Why Do Proxy Advisors Wield So Much Influence? Insights From U.S.-U.K. Comparative Analysis
Bottom Line: Four explanations—the role of institutional investor trade groups, the level of agreement on governance best practices, the strength of shareholder rights, and the role of the state—help explain proxy advisors’ greater influence in the United States. They also have implications for proposed reforms.
The factors usually cited for proxy advisors’ influence exist similarly in the United Kingdom. But in the U.K., proxy advisors exert significantly weaker influence than they do in the United States. With proxy advisor reform on the regulatory agenda, this paradox warrants attention, and yet most scholarly contributions have focused on the extent of proxy advisors’ influence rather than the reasons for it.
Comparative study may be more fruitful than studying the United States in isolation because the comparative inquiry helps control for factors in common with other systems and points to unrecognized legal, institutional, and other features that may be taken for granted or obscured in a single-system study.
First, U.K. institutional investors have benefited from significantly stronger institutional investor trade groups. These groups have coordinated institutional investors, collectivizing their voting power and diminishing the need for and space available for proxy advisors. In the United States, to a significant extent, proxy advisors serve as functional substitutes for trade groups.
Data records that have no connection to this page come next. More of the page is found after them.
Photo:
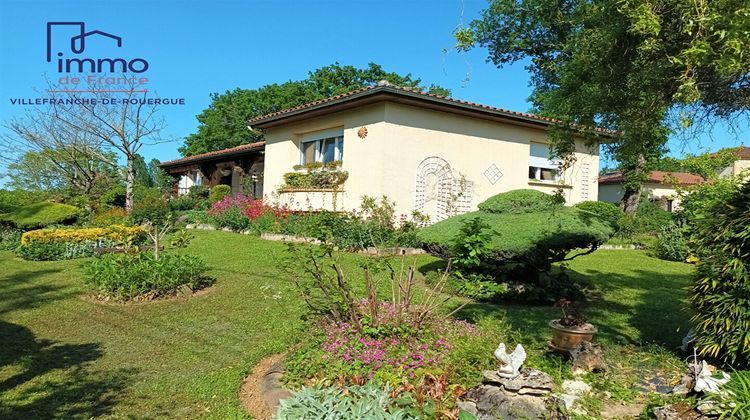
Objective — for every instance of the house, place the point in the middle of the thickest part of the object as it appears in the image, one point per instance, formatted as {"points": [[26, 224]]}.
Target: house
{"points": [[431, 154], [239, 167], [660, 187], [741, 164]]}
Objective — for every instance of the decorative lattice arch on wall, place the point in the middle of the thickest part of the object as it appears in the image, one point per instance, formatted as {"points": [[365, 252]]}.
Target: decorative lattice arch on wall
{"points": [[453, 195], [441, 169]]}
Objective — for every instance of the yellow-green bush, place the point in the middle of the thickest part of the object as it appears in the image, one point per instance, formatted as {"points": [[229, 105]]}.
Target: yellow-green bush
{"points": [[63, 244], [113, 233]]}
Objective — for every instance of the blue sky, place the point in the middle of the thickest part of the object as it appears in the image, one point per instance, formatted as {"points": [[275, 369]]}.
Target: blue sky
{"points": [[198, 47]]}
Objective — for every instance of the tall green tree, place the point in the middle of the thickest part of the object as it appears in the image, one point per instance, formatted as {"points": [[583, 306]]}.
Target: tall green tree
{"points": [[644, 67], [224, 123]]}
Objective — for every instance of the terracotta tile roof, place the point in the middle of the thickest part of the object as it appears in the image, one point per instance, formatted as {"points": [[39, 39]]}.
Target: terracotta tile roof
{"points": [[215, 154], [398, 90], [742, 152], [656, 177]]}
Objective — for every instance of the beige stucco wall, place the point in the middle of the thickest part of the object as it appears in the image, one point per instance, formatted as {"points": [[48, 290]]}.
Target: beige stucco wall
{"points": [[612, 193], [400, 137], [741, 166]]}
Second, corporate governance issues that are settled in the United Kingdom remain open—and are often vigorously contested—in the United States, which requires U.S. investors to make decisions that call for expertise and amplifies investors’ incentives to turn to third parties for information and voting guidance. Essentially, what market participants in the United Kingdom regard as uncontroversial or settled in their best practice governance codes is still a source of dispute for their U.S. counterparts.
Third, U.K. institutional investors have stronger rights as shareholders than their U.S. counterparts. These conditions have facilitated collective action by U.K. institutional investors, magnified their incentives to form trade groups, and made them more likely to coordinate their activities through trade groups than through proxy advisors.
Finally, the state has played different roles in each system. In the United Kingdom, it has pushed for institutional investors to collectively influence corporate managers and has sometimes unambiguously threatened regulatory intervention unless they do, whereas in the United States it has exhibited suspicion of powerful institutional investors by imposing regulatory barriers to concerted action.
Perversely, by resisting stronger shareholder rights and opposing reform on governance issues, U.S. corporate managers may have strengthened the proxy advisory firms that many of them now seek to weaken.